Battelle to team up with colleges to bid on contract

YAKIMA — Battelle Memorial Institute, a nonprofit that has operated the Pacific Northwest National Laboratory since its inception in 1965, plans to team up with Washington’s two leading universities in bidding for the new operating contract.

Since the U.S. Department of Energy announced last year that it would open the contract up for bids, Battelle officials have maintained their intentions to compete for the contract to operate the south-central Washington laboratory.

Battelle announced Friday that it will partner in the bid with the University of Washington, Washington State University, and Babcock and Wilcox Technical Services Group Inc., an engineering company formerly known as BWXT Services Inc.

The arrangement will “greatly expand opportunities to collaborate on joint research programs as well as further build staff and faculty exchanges,” Battelle President and Chief Executive Carl Kohrt said in a statement. “Having these two widely respected research universities linked with us certainly strengthens our position as the best choice for PNNL.”

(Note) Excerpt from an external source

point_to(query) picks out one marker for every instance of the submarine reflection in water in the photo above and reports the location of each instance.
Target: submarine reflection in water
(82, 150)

John Gardner, WSU’s vice president for economic development and extension, said a successful bid would enhance the research and education opportunities in south-central Washington and throughout the state.

“We see this bid as an important way for the state’s principal research institutions to focus our joint efforts on issues of energy and the environment and become national and global leaders in this regard,” Gardner said.

Officials at the University of Washington could not immediately be reached for comment.

Babcock and Wilcox will work with Battelle to manage high-hazard facilities and operations.

The laboratory, located in Richland, has an annual budget of more than $725 million. Its research areas include science and environment, energy, defense and national security.

Nearly 60 percent of the laboratory’s research is for the Energy Department, with about 25 percent for the departments of Homeland Security and Defense. Private work accounts for about 10 percent of the laboratory’s business.

Battelle, based in Columbus, Ohio, has operated the laboratory under a series of extended contracts since 1965. Its current contract, which expired Sept. 30, has been extended while the government seeks new bids.

Since 1965, the laboratory has received a total of 1,466 U.S. and foreign patents. It employs about 4,300 people and has a payroll of $327 million.

The Energy Department’s decision to put the lab contract out for bid for the first time in more than 40 years came after PNNL was criticized for a high-profile research error involving cleanup of the highly contaminated Hanford nuclear reservation.

In 2005, 11 percent of the work conducted at the laboratory for the Energy Department, or an estimated $76.5 million, was related to Hanford, a nuclear weapons facility created during World War II as part of the top-secret Manhattan Project to build an atomic bomb.

Energy Department officials said the decision to seek bids was a prudent management decision not related to performance, and Battelle officials have said the problems have since been corrected.

In another case, four laboratory workers received minor radioactive contamination earlier this year while conducting research. The laboratory improved training and initiated new procedures for handling sources of sealed radiation.